È invece da sottolineare la
completa assenza di composizioni dello stesso Leibowitz che
non vennero evidentemente incluse nel fondo ceduto
all'Università di Bologna e si trovano ora
conservate
presso la Paul Sacher Stiftung di
Basilea.
Accanto a questa sua vocazione
novecentesca, l'aspetto indubbiamente più
interessante del fondo è legato alle tracce che esso
conserva del lavoro interpretativo, analitico, orchestrale e
didattico che fece di Leibowitz uno dei più
prestigiosi direttori d'orchestra nonché teorici e
divulgatori della nuova musica nella prima metà del
secolo. Tali tracce hanno la forma di annotazioni di varia
natura, di mano del loro ex proprietario, a corredo di buona
parte delle partiture in possesso della Biblioteca del
Dipartimento.
La maggior parte di
queste annotazioni possiamo definirle di carattere
esecutivo, o interpretativo, e servirono come guida alla
direzione di composizioni orchestrali (vedi appendice
2a). Questo materiale
risulta interessante sia per il direttore d'orchestra che
può confrontarsi con il lavoro interpretativo di
Leibowitz, sia, naturalmente per chi intenda studiare la
figura e l'attività dello stesso Leibowitz, a partire
dalle sue scelte di repertorio. In questo senso possiamo
riesaminare le considerazioni sopra esposte relativamente al
contenuto del fondo e sovrapporre al nudo dato relativo alla
quantità di documenti appartenenti alla produzione di
un autore quello relativo alla quantità di opere che
possiamo ritenere effettivamente eseguite, o studiate in
funzione di una esecuzione, da Leibowitz in base alle
annotazioni presenti.[4]
Si tenga però presente che le particolari
penalizzazioni di certi autori sono dovute al fatto che tale
attività esecutiva riguarda quasi esclusivamente
partiture di carattere orchestrale e composizioni
cameristiche del Novecento.
Il dato principale non
sembra cambiare: è ancora la grande tradizione
tedesca ad essere privilegiata, ma sono necessarie alcune
precisazioni. Dal punto di vista cronologico le scelte
esecutive di Leibowitz non amano risalire oltre il
classicismo viennese nel cui quadro lo stesso Haydn risulta
clamorosamente trascurato: 2 soli testi annotati contro i 35
presenti (dove tuttavia forte è la componente
cameristica). Ancora più pesante la penalizzazione di
J.S. Bach (3 su 77). Quest'ultimo dato lascia pensare che
Leibowitz abbia preferito non avventurarsi in imprese
esecutive di implicazione filologica. Bach resta una figura
imprescindibile nella concezione musicale di
Leibowitz,[5]
ma la sua frequentazione è legata allo studio
più che alla riproposta. Non a caso egli costituisce
un caso eccezionale in un panorama preclassico
sostanzialmente desolato (Palestrina 1 documento presente,
C. Le Jeune 1, Baltazarini di Belgioioso (Beaujoyeux) 1, Da
Victoria 2, S. D'India 1, Monteverdi 4, Frescobaldi 1, Ph.H.

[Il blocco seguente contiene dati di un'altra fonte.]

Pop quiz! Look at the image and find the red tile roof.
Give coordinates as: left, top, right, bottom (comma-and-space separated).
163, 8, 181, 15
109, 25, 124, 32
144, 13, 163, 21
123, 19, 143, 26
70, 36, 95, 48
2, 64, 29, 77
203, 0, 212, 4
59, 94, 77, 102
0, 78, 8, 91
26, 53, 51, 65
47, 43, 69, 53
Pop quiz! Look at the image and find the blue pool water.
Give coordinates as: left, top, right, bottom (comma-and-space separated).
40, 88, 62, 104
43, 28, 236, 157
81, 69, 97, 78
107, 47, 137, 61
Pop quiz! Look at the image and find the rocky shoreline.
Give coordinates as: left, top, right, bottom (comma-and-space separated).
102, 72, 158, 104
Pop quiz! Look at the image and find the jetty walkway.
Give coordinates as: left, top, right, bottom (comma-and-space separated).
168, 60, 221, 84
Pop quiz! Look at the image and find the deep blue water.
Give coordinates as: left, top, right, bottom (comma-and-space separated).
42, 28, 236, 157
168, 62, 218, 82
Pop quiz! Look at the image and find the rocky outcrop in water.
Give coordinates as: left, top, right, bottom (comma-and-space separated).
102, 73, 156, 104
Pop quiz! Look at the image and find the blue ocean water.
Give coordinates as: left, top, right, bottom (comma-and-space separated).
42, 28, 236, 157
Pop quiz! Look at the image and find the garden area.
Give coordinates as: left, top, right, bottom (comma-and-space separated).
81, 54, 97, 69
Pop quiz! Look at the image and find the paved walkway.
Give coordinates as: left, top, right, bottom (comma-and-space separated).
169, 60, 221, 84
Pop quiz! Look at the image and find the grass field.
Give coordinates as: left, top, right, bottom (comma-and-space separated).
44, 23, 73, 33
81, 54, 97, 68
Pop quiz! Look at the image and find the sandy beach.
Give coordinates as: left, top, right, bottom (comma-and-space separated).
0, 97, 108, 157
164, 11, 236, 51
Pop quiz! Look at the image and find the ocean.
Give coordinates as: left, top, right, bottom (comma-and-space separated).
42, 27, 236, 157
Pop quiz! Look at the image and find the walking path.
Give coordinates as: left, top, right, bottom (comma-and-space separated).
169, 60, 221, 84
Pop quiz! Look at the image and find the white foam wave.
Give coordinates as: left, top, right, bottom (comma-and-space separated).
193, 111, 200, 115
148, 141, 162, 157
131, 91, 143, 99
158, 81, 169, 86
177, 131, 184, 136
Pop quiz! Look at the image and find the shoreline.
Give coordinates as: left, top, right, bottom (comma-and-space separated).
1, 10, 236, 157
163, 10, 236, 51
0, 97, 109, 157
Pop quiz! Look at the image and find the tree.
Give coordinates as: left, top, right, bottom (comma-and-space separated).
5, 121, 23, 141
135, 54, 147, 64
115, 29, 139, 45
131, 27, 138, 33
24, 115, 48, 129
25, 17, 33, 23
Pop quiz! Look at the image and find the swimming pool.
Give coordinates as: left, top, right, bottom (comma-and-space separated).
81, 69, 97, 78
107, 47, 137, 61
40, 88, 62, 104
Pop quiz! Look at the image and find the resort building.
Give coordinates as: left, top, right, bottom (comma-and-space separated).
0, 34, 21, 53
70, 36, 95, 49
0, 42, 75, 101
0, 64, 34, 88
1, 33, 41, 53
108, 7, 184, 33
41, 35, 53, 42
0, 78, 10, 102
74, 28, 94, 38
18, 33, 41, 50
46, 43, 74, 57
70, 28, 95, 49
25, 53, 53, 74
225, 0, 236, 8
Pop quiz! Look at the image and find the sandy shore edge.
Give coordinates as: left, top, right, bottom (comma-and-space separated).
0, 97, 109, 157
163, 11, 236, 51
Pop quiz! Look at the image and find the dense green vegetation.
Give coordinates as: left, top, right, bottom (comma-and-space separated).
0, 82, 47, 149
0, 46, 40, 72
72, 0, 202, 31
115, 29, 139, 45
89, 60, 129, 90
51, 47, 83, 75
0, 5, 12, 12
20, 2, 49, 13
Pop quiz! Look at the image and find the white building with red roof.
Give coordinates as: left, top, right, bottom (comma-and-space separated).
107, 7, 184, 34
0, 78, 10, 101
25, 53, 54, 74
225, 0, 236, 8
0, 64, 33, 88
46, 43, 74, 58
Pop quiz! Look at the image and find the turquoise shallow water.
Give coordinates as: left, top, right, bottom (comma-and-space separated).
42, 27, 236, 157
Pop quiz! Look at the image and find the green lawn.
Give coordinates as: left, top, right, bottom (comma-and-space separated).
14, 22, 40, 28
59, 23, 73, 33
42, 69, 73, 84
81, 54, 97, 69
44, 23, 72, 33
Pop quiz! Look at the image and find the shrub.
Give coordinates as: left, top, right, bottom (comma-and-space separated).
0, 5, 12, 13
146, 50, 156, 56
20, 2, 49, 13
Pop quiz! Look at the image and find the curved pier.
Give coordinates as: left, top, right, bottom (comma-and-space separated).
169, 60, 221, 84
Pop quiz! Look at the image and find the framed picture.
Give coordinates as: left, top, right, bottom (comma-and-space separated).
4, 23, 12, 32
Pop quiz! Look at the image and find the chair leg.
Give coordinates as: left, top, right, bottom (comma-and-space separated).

Erlebach 1, Rameau 1, Händel 3 [!], Pergolesi
1, M.G. Monn 1, Gluck 2, J.Ch. Bach 1; totale: 21)
coerentemente con la predilezione sopra indicata per gli
autori degli ultimi 150 anni[6].
Proporzionalmente al numero di documenti presenti, il numero
di partiture mozartiane che recano annotazioni esecutive,
pur essendo in assoluto il più alto, è in
effetti modesto (26, circa il 16%), e, sotto questo aspetto,
superiore risulta l'attività interpretativa dedicata
alla produzione di Beethoven (25, oltre il 30%), Schubert
(10, 29%), Schumann (10, 50%), Brahms (14, 47%), Mahler (13,
68%), degli operisti, Weber (8, 53%), Wagner (15, 41%) e J.
Strauss (10, 91%)[7].
Quest'ultimo dato appare naturalmente fuorviante, ché
se non si può negare un interesse di Leibowitz per le
partiture di Johann Strauss figlio, è altresì
palese una selettività nell'acquisizione di partiture
destinate all'esecuzione.
Beethoven, V sinfonia, secondo movimento
Brahms IV sinfonia, primo movimento (parti dei corni
aggiunte)
Sorprende a prima vista il dato
riguardante i maestri della dodecafonia: delle 88 partiture
schoenberghiane presenti solo 22 recano annotazioni
esecutive (25%); la percentuale migliora per Berg (11 su 26,
pari al 42%) ma si abbassa notevolmente per Webern (7 su 41,
pari al 17%). Il dato, apparentemente contrastante con la
rinomanza di Leibowitz come divulgatore del repertorio
dodecafonico, non appare sorprendente se consideriamo le
difficoltà di inserimento di questo repertorio in un
circuito concertistico ampio, sia per difficoltà di
recezione, quindi organizzative e di mercato, che di
esecuzione. Ma soprattutto va considerato che buona parte di
questo repertorio è per piccoli gruppi cameristici o
per strumento solista, quindi sottratta all'attività
direttoriale. Non a caso proporzionalmente maggiore risulta
l'interesse dedicato da Leibowitz a queste partiture sotto
il profilo dell'intervento analitico (vedi sotto).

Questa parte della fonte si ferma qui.